Any contest analysis nowadays will be littered with a list of abbreviations and jargon that is almost indecipherable to any outsider. LFF, TJF, and of course, SFF or Same Fanbase Factor, the grandaddy of all outside factors that can affect the results of a match. What has kind of been lost to history over the years however, is just how contested the concept originally was. It might seem obvious or commonplace nowadays, when even the best designed brackets have two or three obvious SFF fests, but there was legitimate debate at one point about, if not the existence, the extent to which SFF could really affect a match. There was a school of thought, supercharged by the appearance of the X-Stats after Summer 2003, that each characters popularity was a concrete thing. A mathematical value. Just plug these values into a formula, and you could get the result of a match. These values would waver somewhat from year to year, and obviously if a character had a new game, but, in theory, if you knew the values of two characters you could figure out the result of a match between them. If a character was supposed to get 33% on Link, they would get 33% on Link. There wasnt anything else that had to be taken into account, either regarding the match itself, or the relation between the two characters.
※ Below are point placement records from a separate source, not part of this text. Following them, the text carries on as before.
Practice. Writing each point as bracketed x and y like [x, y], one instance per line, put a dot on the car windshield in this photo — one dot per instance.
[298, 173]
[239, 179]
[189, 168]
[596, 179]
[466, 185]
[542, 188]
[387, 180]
Enter Same Fanbase Factor, a fairly simple complication to this idea. If two characters had the same fanbase, their popularities would overlap, and the more popular character would overperform, sometimes dramatically. It might surprise people who arrived to the scene post-2004, but this was not readily accepted. Voters arent as fickle as that, the reasoning went. If a character had a certain strength, that was their strength, end of story. Maybe SFF could alter results by a couple percentage points, but thats it. And honestly, prior to 2004 there werent a lot of counterexamples to push back against this idea. Mario/DK in 2002 was the big one, but that was generally dismissed as a fluke due to their two histories being so intertwined with the legacy of gaming. Crono/Kefka was another match that got pointed to, but to the SFF doubters that wasnt even worthy of debate. Theyre not even from the same game!
And then 2004 arrived. First there was the Spring Contest, which saw a series of seemingly undeniable SFF beatdowns (LttP/SM, SM64/OoT). This did soften opinion towards SFF a great deal, but there were still some people that either ignored those results, or tried arguing that SFF only existed for games, and not for characters. The argument over SFF would come to a head with a seemingly contest size experiment several months later. Starting in Round 2, there would be SFF setup after SFF setup. The extent to which SFF existed would certainly be known by the time the contest was over. However, as it turned out, it didnt take that long. It only took the first match of Round 2. Link was expected to overperform on Ganondorf by around 5-7%, but in the end he would exceed even the wildest expectations of the SFF evangelists. Not only would he overperform on Ganondorf, he would do so by over 20%, taking Ganondorf below even the numbers that had been put up by CATS. Not only was this the second match in a row where Link had proved he had come to take back his crown, this is the match that would prove the existence of SFF beyond any reasonable doubt, and showed just how elastic the popularities of contest entrants could be.